Last week, Barry Trotz became Ovechkin's fourth coach in three calendar years and his fifth coach since joining the Caps in 2005.
This time, Ovechkin will be given a different message. Different expectations. Maybe even a move from right wing to left wing.
But the end goal will remain the same, getting Ovechkin and the Capitals to a level where they can compete, really compete, for the Stanley Cup.
One week into the job Trotz said he had reached out to every player on the Capitals and had gotten to speak with most of them, some at Kettler, most over the phone.
"Some of them in Europe I was unable to reach because of either the time difference or they didn't recognize my number," Trotz said.
Trotz said he managed to speak to Ovechkin, but only long enough to see if there is a time the two can meet face-to-face, perhaps at the NHL Awards ceremony on June 24 in Las Vegas, where Ovechkin will be awarded his fourth Rocket Richard Trophy as the NHL's leading goal scorer.
"I talked with Ovi and I'll give him another call this week," Trotz said. "It was just a meet and greet phone call, it wasn't anything intense. Just trying to figure out his plans for the summer and if he's going to the NHL awards so we can sit down."
It will be interesting to see if Trotz places as much emphasis on his relationship with his 28-year-old captain as Oates did during his two-year stay in Washington, when he coaxed Ovechkin to move from left wing to right wing and helped turn him back into the NHL's leading goal scorer with 83 goals in 125 games, yet still lost his job.
At his introductory press conference Trotz made it clear that he'll need Ovechkin to play his best hockey if he hopes to become the first head coach to get him into the conference finals.

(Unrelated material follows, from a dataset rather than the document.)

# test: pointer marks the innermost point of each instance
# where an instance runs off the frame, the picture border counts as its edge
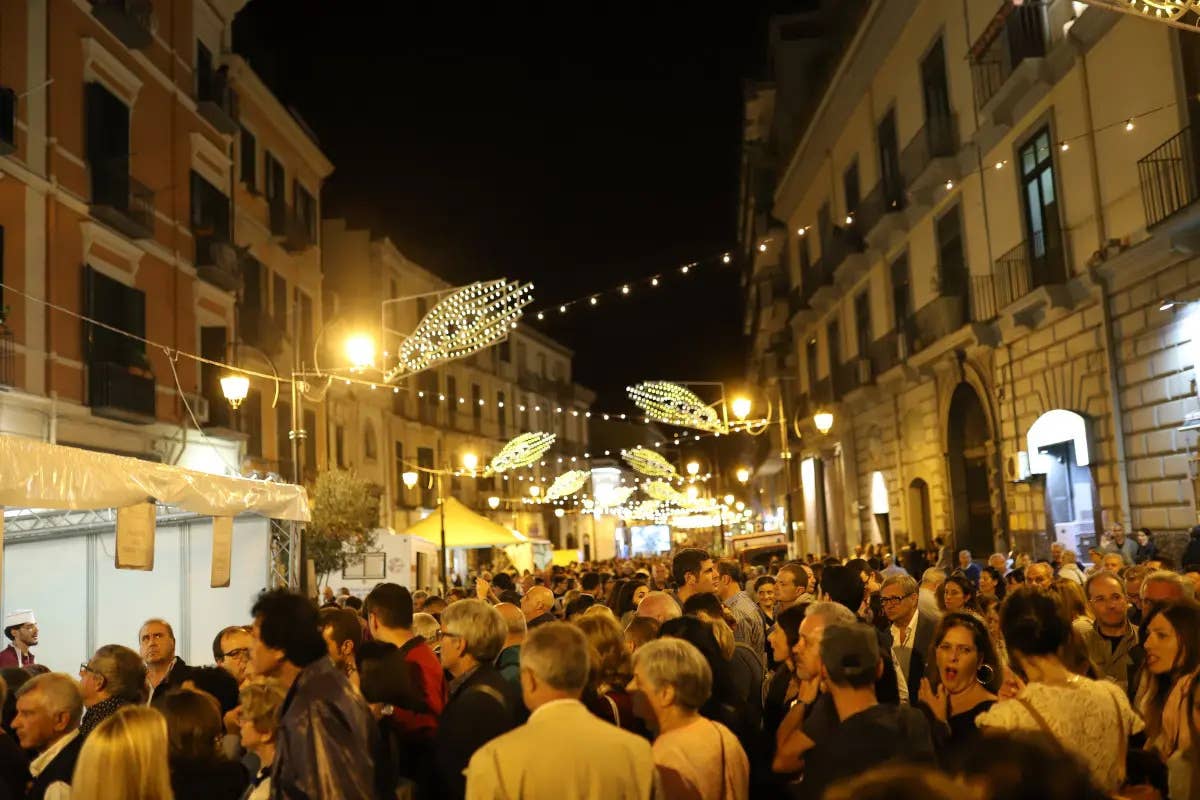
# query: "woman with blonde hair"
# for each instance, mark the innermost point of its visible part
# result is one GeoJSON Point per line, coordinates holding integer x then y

"He does something special, he scores a lot," Trotz said. "But you can contribute in so many other ways, too. My job as a coach is to allow Alex and every other player to reach their potential as a group. One of the very fundamental things, if you have a kindergarten, they give you a report card and say, 'Do you play well with others?' My job is to get everybody to play well together."